Nick Eatock, Intelliflo's executive chairman, said: “It’s interesting to see that robo-advice is becoming less of a concern for advisers.
"I think many are realising that they can actually harness the technology to develop their own form of robo-advice, that sits alongside and compliments their broader financial advice expertise.
"There remains a scepticism about what the large product providers might do in terms of going direct to clients though and only time will tell if that is something that is justified or not.”
Last year, pension provider Aegon came under fire for allegedly poaching clients from advisers via an automatic upgrade process.
The firm was accused of writing to clients to inform them their account is going to be "upgraded" if their adviser has not contacted them within a 12-month period – without notifying the intermediary of its plans.
If customers did not reply stating they do not wish to be upgraded, their policies were automatically moved onto Aegon’s direct to consumer Retiready platform.
The softening attitude toward robo-advice comes after advisers were warned they are putting their businesses at risk if they do not invest in fending off robo-advisers.

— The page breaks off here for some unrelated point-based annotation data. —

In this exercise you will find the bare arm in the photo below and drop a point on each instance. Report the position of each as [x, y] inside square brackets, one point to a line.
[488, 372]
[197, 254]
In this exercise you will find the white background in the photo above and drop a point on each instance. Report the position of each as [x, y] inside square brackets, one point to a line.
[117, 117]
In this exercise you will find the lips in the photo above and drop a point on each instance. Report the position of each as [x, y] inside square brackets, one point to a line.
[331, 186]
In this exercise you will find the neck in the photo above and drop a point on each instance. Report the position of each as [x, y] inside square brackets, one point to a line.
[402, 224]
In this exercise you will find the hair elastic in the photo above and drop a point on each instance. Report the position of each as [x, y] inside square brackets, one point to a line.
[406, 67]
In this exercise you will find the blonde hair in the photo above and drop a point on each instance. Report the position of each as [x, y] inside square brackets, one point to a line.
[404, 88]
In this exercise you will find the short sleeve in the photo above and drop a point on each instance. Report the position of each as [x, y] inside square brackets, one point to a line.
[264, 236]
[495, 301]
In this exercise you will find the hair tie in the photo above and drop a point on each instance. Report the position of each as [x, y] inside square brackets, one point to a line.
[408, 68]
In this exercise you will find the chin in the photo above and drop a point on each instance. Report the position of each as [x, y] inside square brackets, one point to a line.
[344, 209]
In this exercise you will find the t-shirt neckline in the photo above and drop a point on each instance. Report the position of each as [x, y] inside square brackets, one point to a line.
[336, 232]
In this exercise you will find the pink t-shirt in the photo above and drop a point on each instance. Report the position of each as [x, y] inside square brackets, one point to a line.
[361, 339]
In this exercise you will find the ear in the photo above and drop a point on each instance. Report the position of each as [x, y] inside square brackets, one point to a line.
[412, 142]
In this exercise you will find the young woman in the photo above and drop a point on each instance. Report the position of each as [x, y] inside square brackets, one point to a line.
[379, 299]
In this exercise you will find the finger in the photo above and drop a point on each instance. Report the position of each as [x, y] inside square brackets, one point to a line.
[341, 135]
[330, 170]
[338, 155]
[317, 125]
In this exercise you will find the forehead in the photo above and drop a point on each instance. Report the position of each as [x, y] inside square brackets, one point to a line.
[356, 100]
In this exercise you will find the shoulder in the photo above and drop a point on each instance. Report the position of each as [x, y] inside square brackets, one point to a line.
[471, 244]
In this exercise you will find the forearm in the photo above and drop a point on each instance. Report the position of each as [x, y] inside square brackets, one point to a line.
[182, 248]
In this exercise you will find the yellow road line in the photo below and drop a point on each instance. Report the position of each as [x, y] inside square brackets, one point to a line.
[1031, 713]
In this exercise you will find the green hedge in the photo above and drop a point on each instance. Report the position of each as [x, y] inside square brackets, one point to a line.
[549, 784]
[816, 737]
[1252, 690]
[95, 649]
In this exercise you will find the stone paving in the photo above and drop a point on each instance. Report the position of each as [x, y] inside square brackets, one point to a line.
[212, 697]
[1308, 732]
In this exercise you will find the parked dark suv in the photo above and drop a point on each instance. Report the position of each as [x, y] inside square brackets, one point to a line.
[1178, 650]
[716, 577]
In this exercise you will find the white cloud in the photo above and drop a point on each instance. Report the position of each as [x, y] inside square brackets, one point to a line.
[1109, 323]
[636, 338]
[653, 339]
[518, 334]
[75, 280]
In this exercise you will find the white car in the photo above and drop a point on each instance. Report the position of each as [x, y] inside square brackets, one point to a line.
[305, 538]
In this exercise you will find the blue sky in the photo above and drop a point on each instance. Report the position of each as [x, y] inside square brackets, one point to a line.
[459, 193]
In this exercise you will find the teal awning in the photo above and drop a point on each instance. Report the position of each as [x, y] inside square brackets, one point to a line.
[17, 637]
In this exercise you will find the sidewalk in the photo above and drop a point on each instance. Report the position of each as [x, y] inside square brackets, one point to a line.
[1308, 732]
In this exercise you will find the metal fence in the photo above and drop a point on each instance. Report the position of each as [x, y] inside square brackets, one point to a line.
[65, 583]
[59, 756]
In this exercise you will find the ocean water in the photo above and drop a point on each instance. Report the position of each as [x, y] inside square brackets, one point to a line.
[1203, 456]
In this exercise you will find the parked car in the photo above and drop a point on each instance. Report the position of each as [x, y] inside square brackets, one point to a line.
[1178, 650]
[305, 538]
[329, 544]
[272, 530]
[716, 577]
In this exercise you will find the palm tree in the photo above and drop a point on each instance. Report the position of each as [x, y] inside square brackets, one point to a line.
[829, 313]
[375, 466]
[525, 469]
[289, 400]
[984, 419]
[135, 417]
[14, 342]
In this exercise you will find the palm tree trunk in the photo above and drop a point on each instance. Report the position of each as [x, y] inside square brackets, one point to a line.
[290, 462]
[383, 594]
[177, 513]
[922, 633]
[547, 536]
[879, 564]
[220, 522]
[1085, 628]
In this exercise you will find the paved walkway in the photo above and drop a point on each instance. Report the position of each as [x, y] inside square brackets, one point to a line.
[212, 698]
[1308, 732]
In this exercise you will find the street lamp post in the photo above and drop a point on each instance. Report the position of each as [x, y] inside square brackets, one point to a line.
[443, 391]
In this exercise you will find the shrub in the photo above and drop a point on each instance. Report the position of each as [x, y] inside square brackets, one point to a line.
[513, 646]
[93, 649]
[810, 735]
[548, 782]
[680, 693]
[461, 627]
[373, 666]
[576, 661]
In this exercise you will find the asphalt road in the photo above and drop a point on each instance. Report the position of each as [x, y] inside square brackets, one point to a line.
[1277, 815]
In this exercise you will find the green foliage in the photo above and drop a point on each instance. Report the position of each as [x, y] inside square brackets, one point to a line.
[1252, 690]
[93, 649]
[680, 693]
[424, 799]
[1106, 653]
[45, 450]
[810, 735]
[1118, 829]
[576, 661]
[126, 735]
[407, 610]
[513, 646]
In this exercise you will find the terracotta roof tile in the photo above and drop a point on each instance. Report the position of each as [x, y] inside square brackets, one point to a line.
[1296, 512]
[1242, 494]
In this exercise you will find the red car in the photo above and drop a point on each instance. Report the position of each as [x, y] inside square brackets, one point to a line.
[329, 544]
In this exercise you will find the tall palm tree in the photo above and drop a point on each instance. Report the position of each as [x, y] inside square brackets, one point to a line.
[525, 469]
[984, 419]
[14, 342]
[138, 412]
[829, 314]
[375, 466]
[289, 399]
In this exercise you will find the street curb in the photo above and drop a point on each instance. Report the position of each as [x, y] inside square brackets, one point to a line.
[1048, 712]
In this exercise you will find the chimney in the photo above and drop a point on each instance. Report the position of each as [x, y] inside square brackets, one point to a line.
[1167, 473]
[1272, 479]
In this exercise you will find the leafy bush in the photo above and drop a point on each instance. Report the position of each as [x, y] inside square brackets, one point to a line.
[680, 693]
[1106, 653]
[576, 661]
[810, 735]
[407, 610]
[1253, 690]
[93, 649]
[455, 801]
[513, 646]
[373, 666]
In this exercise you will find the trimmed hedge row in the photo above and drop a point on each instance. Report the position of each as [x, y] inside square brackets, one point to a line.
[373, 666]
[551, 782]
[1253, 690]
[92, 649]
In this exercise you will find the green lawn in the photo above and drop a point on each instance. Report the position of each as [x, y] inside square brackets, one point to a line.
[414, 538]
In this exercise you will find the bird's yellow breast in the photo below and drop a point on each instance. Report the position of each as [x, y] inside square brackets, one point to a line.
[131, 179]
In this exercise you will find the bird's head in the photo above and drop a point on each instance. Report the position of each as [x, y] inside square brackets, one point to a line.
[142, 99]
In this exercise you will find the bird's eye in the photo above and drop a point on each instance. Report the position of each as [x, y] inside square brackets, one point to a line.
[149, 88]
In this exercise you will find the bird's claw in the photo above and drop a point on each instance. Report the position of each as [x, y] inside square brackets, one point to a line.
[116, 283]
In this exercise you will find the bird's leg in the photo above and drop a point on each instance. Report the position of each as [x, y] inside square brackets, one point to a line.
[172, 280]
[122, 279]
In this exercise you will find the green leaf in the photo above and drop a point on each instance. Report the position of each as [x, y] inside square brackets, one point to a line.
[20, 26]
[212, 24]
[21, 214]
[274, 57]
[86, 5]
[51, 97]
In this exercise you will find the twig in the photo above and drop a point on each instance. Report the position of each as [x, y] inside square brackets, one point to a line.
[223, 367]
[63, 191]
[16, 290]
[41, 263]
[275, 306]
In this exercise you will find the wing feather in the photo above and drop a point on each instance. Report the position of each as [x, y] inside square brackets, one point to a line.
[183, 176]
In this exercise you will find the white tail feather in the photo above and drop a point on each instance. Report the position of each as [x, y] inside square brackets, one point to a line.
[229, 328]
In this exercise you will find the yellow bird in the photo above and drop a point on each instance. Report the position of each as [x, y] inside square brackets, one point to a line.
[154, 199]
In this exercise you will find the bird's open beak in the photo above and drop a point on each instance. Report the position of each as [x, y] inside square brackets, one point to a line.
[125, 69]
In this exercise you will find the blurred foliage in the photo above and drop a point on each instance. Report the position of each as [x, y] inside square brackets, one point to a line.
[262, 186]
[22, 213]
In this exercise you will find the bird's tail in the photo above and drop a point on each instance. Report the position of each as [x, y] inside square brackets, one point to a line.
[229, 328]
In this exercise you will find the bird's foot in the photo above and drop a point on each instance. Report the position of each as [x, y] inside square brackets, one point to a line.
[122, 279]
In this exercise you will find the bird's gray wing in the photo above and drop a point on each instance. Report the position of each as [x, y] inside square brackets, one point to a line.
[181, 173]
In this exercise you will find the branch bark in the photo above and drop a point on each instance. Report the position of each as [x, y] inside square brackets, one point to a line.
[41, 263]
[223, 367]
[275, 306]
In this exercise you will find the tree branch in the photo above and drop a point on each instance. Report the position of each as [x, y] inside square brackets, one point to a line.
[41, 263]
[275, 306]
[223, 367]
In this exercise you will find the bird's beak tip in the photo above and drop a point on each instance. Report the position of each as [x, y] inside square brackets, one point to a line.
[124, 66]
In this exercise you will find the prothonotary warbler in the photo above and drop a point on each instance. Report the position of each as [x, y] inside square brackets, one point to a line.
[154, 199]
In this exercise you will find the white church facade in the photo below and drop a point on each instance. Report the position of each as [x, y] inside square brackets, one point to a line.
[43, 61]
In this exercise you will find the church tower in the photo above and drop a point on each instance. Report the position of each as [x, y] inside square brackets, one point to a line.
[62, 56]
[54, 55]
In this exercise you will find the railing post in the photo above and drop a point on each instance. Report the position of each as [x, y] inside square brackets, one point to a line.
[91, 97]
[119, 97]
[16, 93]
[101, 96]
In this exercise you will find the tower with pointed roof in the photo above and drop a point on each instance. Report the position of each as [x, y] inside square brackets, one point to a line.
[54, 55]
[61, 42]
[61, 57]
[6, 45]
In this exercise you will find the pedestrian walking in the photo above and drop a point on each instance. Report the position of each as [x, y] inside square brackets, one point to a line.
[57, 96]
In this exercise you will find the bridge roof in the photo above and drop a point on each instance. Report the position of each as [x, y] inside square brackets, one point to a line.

Earlier this year, Lester Petch, the chief executive of Tam Asset Management, which offers a white labelled discretionary fund management solution to advisers, said robo-advisers were gradually moving closer to emulating the service advisers offer.
But unlike financial advisers, most robo-advisers only offer risk-rated portfolios of investments, usually passive ones.
That explains why Schroders-backed Nutmeg is currently looking at introducing human advisers into its service, while rival Scalable Capital, in which Blackrock has a large minority stake, has recently done just that.
IFA Kusal Ariyawansa agreed that robo-advice does not present a real threat to advisers.
The financial planner from Appleton Gerrard said: “Robo-advice is not a threat for larger portfolios as there is neither advice nor purpose. New entrants naturally might be tempted by its simplicity, yet when they accumulate meaningful sums, face-to-face advice is naturally sought. I've lost count on the number of stock portfolios I've analysed over the years which have failed to achieve efficiency.
"Most realise that it is better to delegate such complexities to a professional. Some do it sooner whilst others leave it until they realise the significance of the money.”